El Palacio real
The building has limestone walls and lime and sand mortar. The walls were decorated with stone reliefs, assembled with each other, and these in turn covered by a thick layer of stucco, made of lime and medium and coarse sand. These materials are very abundant in the region and were extracted from nearby quarries and sascaberas.
The processing of these materials consists of the selection of the best stones to produce lime through the use of high temperature in specialized kilns and the consequent slaking of the quicklime in open-air lime kilns. The selection of sands in the sascaberas made it possible to differentiate stone powders that mixed with lime produce a very resistant and durable concrete. In the case of the façade, the stuccoes were not painted as in other parts of the Acropolis, which showed bright colors derived from the treatment of mineral and vegetable products.

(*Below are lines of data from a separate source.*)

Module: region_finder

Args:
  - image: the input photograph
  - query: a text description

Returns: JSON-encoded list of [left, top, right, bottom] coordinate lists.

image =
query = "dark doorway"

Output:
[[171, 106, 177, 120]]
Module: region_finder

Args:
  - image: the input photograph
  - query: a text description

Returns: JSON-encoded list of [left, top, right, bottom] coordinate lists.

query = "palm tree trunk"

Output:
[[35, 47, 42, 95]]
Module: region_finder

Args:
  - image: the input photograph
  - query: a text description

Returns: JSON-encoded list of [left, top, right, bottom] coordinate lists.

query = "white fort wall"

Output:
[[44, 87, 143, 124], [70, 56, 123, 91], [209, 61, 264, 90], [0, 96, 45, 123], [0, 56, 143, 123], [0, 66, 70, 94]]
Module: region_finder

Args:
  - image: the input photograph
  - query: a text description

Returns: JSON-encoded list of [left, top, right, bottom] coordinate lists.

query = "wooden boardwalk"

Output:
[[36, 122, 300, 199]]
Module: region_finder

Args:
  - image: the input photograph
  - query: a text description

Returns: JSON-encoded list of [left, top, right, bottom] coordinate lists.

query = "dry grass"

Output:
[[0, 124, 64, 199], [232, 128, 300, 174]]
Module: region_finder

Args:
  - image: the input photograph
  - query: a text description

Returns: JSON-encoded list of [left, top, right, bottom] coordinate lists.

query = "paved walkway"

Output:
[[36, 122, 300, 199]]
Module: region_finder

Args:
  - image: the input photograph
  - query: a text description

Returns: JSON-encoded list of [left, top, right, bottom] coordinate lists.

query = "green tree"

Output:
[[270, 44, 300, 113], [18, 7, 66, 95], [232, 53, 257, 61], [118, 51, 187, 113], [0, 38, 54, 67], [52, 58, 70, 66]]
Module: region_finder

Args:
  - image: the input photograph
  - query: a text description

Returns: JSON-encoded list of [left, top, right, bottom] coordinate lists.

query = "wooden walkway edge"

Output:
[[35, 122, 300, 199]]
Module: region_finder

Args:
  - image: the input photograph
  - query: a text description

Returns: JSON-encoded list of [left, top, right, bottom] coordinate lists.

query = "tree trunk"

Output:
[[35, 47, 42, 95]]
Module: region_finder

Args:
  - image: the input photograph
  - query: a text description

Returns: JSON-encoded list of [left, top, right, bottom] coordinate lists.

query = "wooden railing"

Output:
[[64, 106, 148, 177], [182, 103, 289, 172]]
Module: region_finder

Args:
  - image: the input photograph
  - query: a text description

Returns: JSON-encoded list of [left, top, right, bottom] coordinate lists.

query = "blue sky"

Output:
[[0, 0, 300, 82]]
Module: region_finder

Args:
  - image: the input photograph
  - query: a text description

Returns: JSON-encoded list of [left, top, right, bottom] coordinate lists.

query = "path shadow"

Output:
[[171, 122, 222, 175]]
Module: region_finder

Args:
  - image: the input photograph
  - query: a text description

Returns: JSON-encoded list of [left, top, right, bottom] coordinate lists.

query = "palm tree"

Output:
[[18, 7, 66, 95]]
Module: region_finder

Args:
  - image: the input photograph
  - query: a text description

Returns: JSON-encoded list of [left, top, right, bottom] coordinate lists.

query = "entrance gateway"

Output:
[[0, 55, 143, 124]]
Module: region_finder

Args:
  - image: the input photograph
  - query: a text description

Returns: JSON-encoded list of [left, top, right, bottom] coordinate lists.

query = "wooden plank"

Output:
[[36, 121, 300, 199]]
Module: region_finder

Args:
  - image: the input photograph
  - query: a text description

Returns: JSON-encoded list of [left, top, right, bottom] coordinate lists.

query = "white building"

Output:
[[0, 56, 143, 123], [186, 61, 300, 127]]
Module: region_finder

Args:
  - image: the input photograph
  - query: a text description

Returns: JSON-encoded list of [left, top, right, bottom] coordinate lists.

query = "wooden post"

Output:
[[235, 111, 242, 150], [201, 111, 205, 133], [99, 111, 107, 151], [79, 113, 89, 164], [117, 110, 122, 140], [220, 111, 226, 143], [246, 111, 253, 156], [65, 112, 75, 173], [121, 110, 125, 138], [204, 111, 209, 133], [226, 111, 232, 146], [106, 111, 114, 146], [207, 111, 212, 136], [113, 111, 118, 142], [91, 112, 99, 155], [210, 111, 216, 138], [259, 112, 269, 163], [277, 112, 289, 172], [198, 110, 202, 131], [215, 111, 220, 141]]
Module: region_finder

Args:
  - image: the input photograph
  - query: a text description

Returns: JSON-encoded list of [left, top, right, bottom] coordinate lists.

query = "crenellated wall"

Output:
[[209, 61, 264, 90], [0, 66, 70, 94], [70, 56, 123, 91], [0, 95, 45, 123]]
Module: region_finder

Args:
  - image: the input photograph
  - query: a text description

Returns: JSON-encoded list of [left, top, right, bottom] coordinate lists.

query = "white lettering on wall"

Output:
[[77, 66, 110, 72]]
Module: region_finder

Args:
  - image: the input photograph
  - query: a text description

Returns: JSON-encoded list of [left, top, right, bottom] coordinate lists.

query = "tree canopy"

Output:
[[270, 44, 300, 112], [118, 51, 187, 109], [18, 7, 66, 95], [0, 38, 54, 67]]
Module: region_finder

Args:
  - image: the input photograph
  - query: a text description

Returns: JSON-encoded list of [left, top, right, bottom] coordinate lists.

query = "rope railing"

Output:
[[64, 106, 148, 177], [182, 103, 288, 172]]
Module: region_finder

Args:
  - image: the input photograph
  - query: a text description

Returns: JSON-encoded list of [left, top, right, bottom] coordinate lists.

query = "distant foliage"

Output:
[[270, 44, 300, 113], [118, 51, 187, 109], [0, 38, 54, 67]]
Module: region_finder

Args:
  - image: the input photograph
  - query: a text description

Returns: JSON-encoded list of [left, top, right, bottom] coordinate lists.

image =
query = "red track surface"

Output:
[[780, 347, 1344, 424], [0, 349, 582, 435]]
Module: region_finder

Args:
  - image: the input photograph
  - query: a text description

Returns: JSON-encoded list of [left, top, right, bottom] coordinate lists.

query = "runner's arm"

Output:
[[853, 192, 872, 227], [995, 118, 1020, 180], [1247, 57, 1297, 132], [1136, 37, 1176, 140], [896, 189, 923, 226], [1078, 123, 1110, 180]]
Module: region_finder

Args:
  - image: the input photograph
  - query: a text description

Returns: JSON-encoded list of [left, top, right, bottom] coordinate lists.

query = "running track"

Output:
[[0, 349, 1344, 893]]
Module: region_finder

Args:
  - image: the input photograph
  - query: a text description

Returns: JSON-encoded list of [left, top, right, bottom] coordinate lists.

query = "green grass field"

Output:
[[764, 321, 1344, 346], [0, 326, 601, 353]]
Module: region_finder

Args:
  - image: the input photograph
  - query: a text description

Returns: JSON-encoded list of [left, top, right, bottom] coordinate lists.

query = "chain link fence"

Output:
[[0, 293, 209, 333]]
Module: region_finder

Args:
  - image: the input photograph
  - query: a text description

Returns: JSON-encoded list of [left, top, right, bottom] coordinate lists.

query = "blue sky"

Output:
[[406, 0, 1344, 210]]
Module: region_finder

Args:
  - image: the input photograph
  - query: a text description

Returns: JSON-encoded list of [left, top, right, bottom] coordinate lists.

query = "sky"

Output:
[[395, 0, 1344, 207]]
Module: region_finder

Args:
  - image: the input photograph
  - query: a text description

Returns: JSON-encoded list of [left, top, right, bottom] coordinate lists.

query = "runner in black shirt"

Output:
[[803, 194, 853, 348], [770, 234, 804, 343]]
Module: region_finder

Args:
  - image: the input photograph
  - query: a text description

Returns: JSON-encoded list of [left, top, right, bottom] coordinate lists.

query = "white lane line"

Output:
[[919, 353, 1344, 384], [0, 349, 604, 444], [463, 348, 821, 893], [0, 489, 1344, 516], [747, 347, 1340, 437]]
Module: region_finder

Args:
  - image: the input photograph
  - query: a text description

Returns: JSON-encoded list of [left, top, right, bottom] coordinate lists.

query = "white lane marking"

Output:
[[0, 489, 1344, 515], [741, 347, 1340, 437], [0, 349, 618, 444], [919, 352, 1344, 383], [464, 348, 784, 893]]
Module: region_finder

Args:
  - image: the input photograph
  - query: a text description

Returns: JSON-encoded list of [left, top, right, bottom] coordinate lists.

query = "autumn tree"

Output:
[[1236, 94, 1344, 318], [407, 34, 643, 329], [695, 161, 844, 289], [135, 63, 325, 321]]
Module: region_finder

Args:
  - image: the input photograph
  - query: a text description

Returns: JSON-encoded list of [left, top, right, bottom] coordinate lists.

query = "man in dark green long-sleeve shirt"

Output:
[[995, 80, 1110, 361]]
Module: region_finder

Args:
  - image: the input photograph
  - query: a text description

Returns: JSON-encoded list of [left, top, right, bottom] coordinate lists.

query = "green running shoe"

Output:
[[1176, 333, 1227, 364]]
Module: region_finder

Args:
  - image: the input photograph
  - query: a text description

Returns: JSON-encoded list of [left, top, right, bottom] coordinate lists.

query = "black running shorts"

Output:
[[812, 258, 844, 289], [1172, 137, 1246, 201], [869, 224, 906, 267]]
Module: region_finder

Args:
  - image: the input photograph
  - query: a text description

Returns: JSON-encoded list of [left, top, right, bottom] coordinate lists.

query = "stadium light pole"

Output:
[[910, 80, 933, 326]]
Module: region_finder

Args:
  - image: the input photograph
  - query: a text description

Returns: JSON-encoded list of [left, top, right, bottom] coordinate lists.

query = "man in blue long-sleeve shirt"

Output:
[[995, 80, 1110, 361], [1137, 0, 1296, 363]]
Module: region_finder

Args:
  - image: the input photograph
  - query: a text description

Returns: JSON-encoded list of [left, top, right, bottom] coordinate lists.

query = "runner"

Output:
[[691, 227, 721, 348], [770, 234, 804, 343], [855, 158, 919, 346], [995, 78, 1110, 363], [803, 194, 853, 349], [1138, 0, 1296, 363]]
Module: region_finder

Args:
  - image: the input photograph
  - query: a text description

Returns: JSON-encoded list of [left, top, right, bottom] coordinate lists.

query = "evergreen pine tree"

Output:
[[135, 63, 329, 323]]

Stucco reliefs are formed with a lime paste (calcium hydroxide) from the calcination of limestone at over 900º C in a kiln. Once calcined, they were “slaked” with water and the resulting paste was mixed with fine, medium and coarse sands to form mortars. These mortars were modeled with hands and tools. The fresh mortar pastes usually had stone supports to hold them, attached to the architectural elements (walls, friezes, cornices), many times the “stone souls” were carved in the same shape, design and proportion as the stucco reliefs that covered them. Before drying and setting completely, they were painted with mineral paints suspended in water, or in some other binder (vegetable gums or animal proteins). Once the stucco had set, the color remained fixed on the surface, although they were also left without color, and were polished in the drying process to leave the surface impermeable.